The car hurried away, and Benny said, “Maybe we ought to go back.”
“It’s about ten-thirty,” D.W. said, checking his watch. “We need to look for the picture show.”
“You’re right. Johnny’s pretty nice to us.”
The movie house was easy to find. One street over, it was visible three blocks away. They went there and stationed themselves in front. The glare made them conspicuous, but they stayed. “Sure is hot out here,” D.W. said, popping loose the two top buttons on his blue and white striped western shirt.
“I hope they hurry,” Benny said. “We could get picked up.”

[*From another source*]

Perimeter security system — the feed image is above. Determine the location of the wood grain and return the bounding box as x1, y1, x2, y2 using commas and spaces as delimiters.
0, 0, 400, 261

The theater had four planters filled high with greenery. Benny sat on one and D.W. on the adjoining one. Sweating, D.W. pulled another button loose. Benny slumped, too, watching for the Nova, and D.W. tore all his buttons free and lay back into the plants until he was almost hidden except for his legs and boots. He crossed his hands on his belly and closed his eyes.
‘D.W., let’s go,” Benny said, rapping D.W.’s boot sole. In the car, Mike stared with his hands circling his face on the rear side window. When D.W got out of the planter, Johnny turned to Alice and laughed.
“You boys need to get in here,” Johnny said through his open window.
“What’s wrong with Benny, what’s wrong with D.W?” asked Mike.
“Never mind,” said Alice in a low voice.
The youths lay against the doors on opposite sides of the back seat. Mike, sitting upright, was asleep between them. “Boys,” asked Johnny, “why are y’all so messed up?”
Benny laughed and said, “Too much fun.”
“Well, I got a family here, and I think you ought to consider that.”
“They’re young,” Alice said. “You’ve done it before.”
“We didn’t mean anything,” Benny said.